Pete Smyth
Pete Smyth

Reputation: 67

Finding longest alphabetical substring - understanding the concepts in Python

I am completing the Introduction to Computer Science and Programming Using Python Course and am stuck on Week 1: Python Basics - Problem Set 1 - Problem 3.

The problem asks:

Assume s is a string of lower case characters.
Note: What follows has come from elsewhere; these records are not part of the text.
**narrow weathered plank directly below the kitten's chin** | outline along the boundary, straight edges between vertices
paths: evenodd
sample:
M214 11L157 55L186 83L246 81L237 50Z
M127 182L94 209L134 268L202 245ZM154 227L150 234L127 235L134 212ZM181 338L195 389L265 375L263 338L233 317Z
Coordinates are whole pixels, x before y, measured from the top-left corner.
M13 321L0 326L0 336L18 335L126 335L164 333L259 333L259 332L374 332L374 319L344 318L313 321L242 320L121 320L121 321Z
Write a program that prints the longest substring of s in which the letters occur in alphabetical order. For example, if s = 'azcbobobegghakl', then your program should print

Longest substring in alphabetical order is: beggh

In the case of ties, print the first substring. For example, if s = 'abcbcd', then your program should print*

Longest substring in alphabetical order is: abc

There are many posts on stack overflow where people are just chasing or giving the code as the answer. I am looking to understand the concept behind the code as I am new to programming and want gain a better understanding of the basics

I found the following code that seems to answer the question. I understand the basic concept of the for loop, I am having trouble understanding how to use them (for loops) to find alphabetical sequences in a string

Can someone please help me understand the concept of using the for loops in this way.
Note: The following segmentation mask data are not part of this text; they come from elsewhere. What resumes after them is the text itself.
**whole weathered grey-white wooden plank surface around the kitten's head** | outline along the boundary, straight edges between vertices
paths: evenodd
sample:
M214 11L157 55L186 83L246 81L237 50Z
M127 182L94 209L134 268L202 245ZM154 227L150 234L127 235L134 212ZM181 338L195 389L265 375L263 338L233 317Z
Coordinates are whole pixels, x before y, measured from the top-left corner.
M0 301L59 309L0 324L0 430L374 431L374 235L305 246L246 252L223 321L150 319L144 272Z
s = 'cyqfjhcclkbxpbojgkar'

lstring = s[0]
slen = 1

for i in range(len(s)):
    for j in range(i,len(s)-1):
            if s[j+1] >= s[j]:
                    if (j+1)-i+1 > slen:
                        lstring = s[i:(j+1)+1]
                        slen = (j+1)-i+1
            else:
                        break

print("Longest substring in alphabetical order is: " + lstring)

Upvotes: 0

Views: 2411

Answers (1)

Olivier Melançon
Olivier Melançon

Reputation: 22314

Let's go through your code step by step.

First we assume that the first character forms the longest sequence. What we will do is try improving this guess.
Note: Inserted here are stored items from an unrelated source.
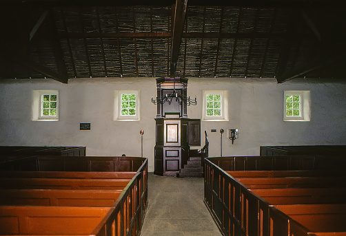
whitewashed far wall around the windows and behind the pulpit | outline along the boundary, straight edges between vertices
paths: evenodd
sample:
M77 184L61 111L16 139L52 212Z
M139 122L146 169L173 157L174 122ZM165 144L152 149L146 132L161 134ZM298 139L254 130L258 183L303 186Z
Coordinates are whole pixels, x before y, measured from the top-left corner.
M59 121L32 121L32 90L59 90ZM141 120L114 121L114 90L140 91ZM346 144L346 85L276 83L275 79L190 78L187 94L197 105L187 107L189 118L202 117L203 90L228 90L229 121L202 121L207 131L210 156L221 155L220 129L239 129L232 142L223 134L223 155L258 155L261 145ZM311 91L311 121L283 121L283 91ZM67 85L47 80L0 82L0 145L86 146L87 155L141 155L154 171L156 105L155 78L83 78ZM79 123L90 122L90 131ZM211 133L216 129L216 133ZM204 138L202 136L202 144ZM200 148L200 147L197 147Z

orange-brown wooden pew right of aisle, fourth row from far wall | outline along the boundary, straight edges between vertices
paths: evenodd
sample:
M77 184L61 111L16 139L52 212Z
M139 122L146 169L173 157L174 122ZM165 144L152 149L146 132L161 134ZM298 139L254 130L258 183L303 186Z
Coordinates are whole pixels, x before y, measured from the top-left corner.
M274 207L312 230L312 233L346 234L346 204L292 204Z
s = 'cyqfjhcclkbxpbojgkar'

lstring = s[0]
slen = 1

The first loop then picks some index i, it will be the start of a sequence. From there, we will check all existing sequences starting from i by looping over the possible end of a sequence with the nested loop.

for i in range(len(s)): # This loops over the whole string indices
    for j in range(i,len(s)-1): # This loops over indices following i

This nested loops will allow us to check every subsequence by picking every combination of i and j.

The first if statement intends to check if that sequence is still an increasing one. If it is not we break the inner loop as we are not interested in that sequence.

if s[j+1] >= s[j]:
    ...
else:
    break

We finally need to check if the current sequence we are looking at is better than our current guess by comparing its length to slen, which is our best guess.

if (j+1)-i+1 > slen:
    lstring = s[i:(j+1)+1]
    slen = (j+1)-i+1

Improvements

Note that this code is not optimal as it needlessly traverses your string multiple times. You could implement a more efficient approach that traverses the string only once to recover all increasing substrings and then uses max to pick the longuest one.

s = 'cyqfjhcclkbxpbojgkar'

substrings = []

start = 0
end = 1
while end < len(s):
    if s[end - 1] > s[end]:
        substrings.append(s[start:end])
        start = end + 1
        end = start + 1
    else:
        end += 1

lstring = max(substrings, key=len)

print("Longest substring in alphabetical order is: " + lstring)

The list substrings looks like this after the while-loop: ['cy', 'fj', 'ccl', 'bx', 'bo', 'gk']

From these, max(..., key=len) picks the longuest one.